На Энджела накатил приступ панического страха. Он не был уверен, что в одиночку сумеет выдержать выпавшие на его долю испытания. Только не в одиночку! И тут он понял, какую цену придется ему платить за свое безрассудство. Наступила минута такой слабости, когда ему вдруг страстно захотелось повернуть время вспять, изменить всю свою прежнюю жизнь. Он был готов сделать что угодно, лишь бы у него сейчас появились друзья, настоящие друзья, которым было бы небезразлично, что с ним стряслось...

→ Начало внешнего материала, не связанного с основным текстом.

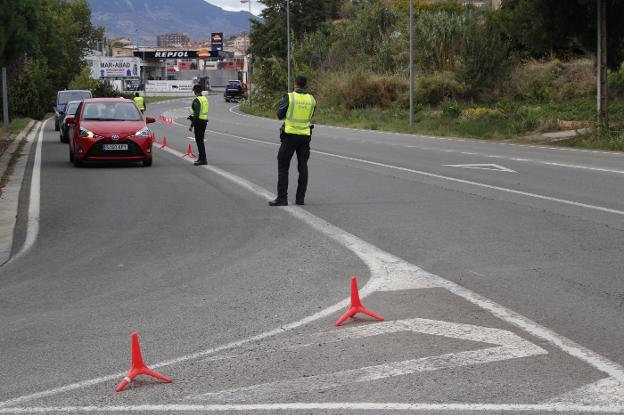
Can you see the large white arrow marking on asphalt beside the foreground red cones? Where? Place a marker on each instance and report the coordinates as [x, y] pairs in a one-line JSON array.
[[509, 346]]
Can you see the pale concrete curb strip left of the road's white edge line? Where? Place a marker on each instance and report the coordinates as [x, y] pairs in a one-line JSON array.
[[9, 199]]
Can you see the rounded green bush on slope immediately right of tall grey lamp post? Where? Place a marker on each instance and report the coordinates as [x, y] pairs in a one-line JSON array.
[[435, 88]]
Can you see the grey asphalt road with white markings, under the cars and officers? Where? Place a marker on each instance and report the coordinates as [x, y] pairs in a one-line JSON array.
[[497, 267]]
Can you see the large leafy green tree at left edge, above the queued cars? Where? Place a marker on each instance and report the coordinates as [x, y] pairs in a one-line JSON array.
[[43, 43]]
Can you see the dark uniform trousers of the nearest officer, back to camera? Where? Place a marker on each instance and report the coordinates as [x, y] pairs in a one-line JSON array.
[[293, 143]]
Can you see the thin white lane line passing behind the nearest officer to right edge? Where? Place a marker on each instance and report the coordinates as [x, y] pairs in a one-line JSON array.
[[447, 178]]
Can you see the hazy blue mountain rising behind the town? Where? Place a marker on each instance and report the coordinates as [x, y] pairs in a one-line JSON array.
[[142, 20]]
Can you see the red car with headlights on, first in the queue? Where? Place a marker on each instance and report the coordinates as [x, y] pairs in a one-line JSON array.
[[108, 129]]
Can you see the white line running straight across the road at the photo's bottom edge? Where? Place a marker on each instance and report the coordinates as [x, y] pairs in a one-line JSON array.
[[346, 406]]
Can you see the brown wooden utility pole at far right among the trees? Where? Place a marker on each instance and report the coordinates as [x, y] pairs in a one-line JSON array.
[[601, 70]]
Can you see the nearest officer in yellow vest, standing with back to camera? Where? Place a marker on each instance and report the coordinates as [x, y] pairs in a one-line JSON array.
[[296, 109]]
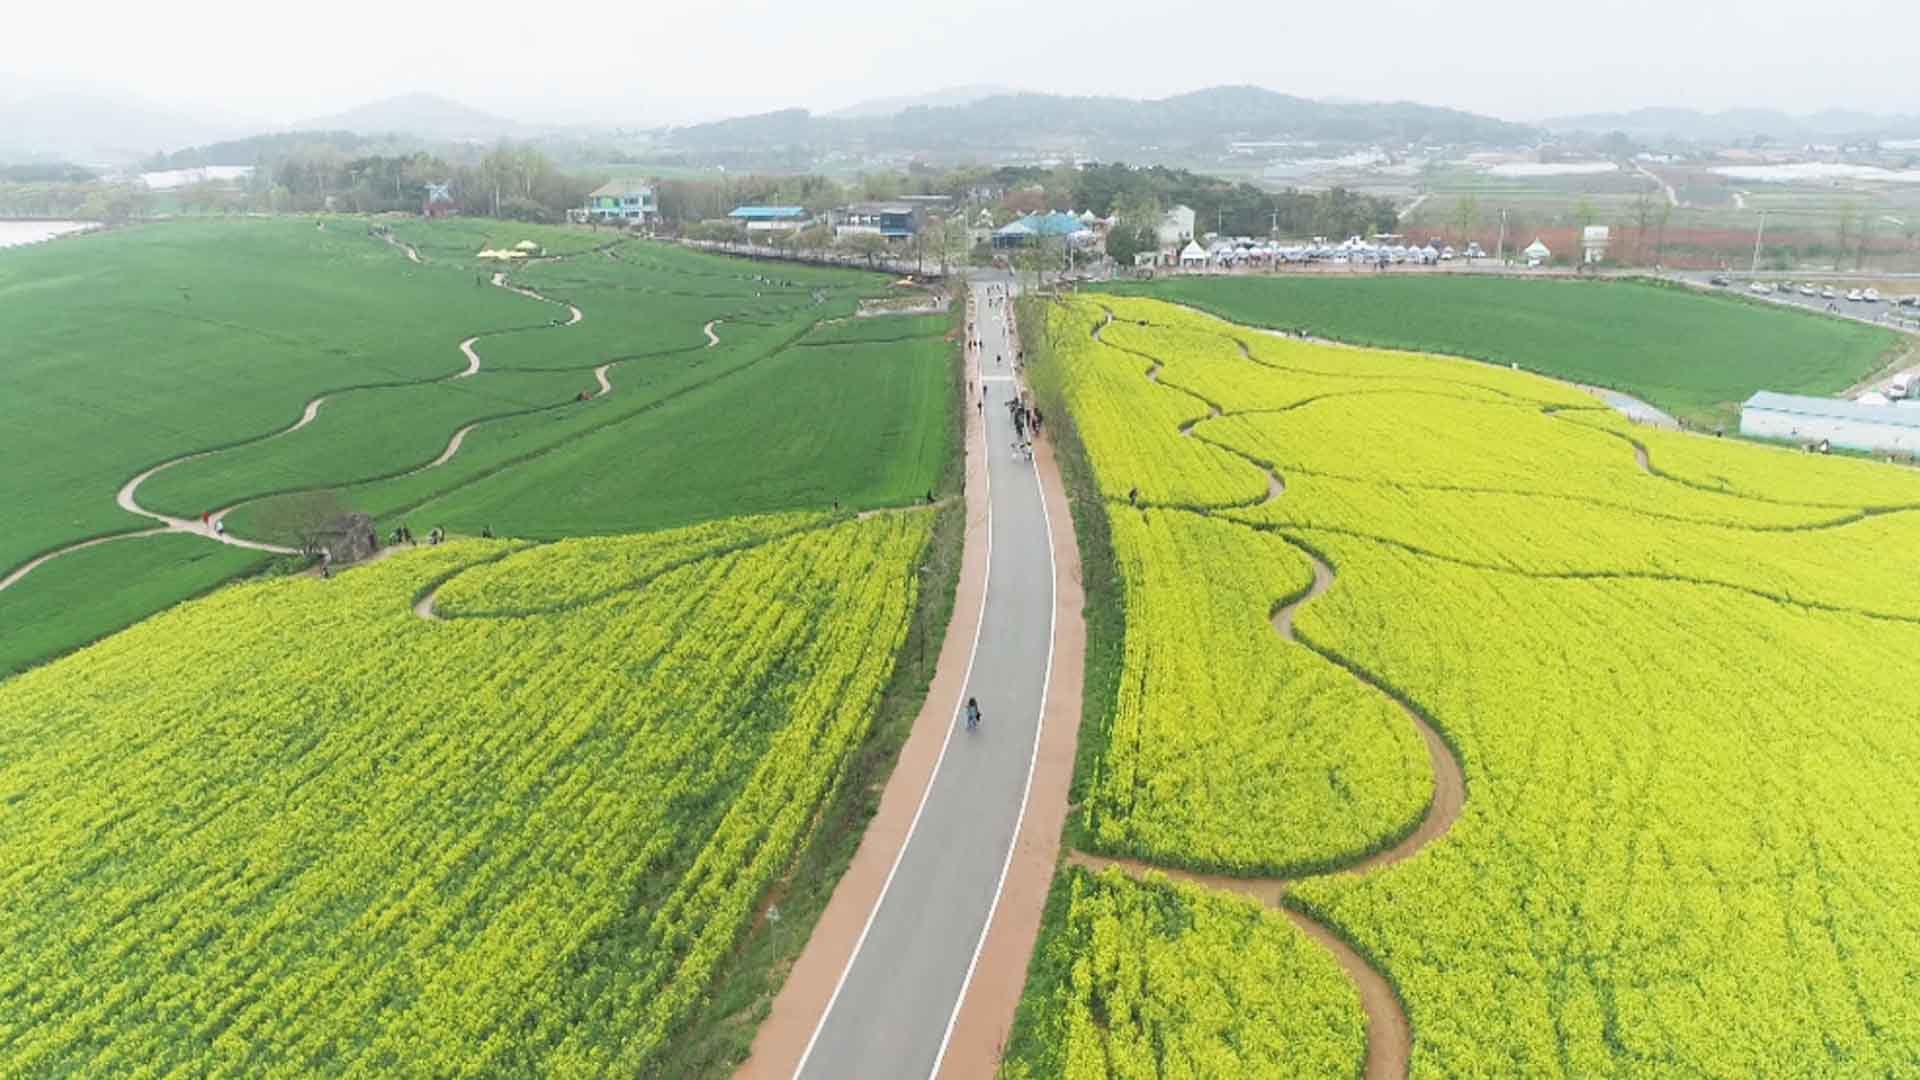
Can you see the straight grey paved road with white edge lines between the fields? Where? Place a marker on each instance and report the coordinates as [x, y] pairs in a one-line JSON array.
[[894, 1010]]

– Извини, приятель, – тихим спокойным голосом сказал Вэл, – но тебе теперь на многом придется поставить крест. На многом! Алкоголь, наркотики, всякие вечеринки – все это теперь в прошлом. Мне плевать, дашь ты себя резать или нет, прежнего не вернешь. Я с тобой на вечеринки больше ходить не буду, имей в виду. Черт, да ведь сейчас что угодно с тобой может случиться: нюхнешь кокаинчику – и свалишься замертво прямо за столом. – Вэл поежился, представив себе, как это будет выглядеть. Затем подвинулся поближе к кровати Энджела. – Я понимаю, ты сейчас испуган, а когда ты чего-нибудь боишься, то делаешься драчливым и вообще жутко себя ведешь. Тебе нужно все хорошенько обдумать, Энджел. Мы ведь не о чем-нибудь, мы о жизни твоей говорим.
– Вот-вот, – с горечью произнес Энджел. – О жизни. Это точно. Но ты еще самого интересного не знаешь: они посылают меня оперироваться в Сиэтл. Понимаешь? В Сиэтл!
– Вот и отлично! Энджел в ответ нахмурился.
– Что же, черт побери, в этом отличного?
– Там будет твой брат. А то я боялся, что ты окажешься один, потому что мне до зарезу нужно быть скоро на кинофестивале. Я уже забронировал на две недели «Аспен-Хаус».
– О чем речь, конечно, нельзя допустить, чтобы моя смерть нарушила твои планы хорошенько отдохнуть и поразвлечься!
Вэл виновато улыбнулся.
– Я бы мог отказаться...
Энджел никогда еще не чувствовал себя таким ужасно одиноким. Ему страшно хотелось выпить, хотелось нюхнуть кокаина. Это боль его сломала. Он был мировой знаменитостью, а это не дается просто так! Его жизнь была подобна звезде на Голливудском бульваре: красивая сверкающая штучка, однако намертво замурованная в тротуар и холодная на ощупь.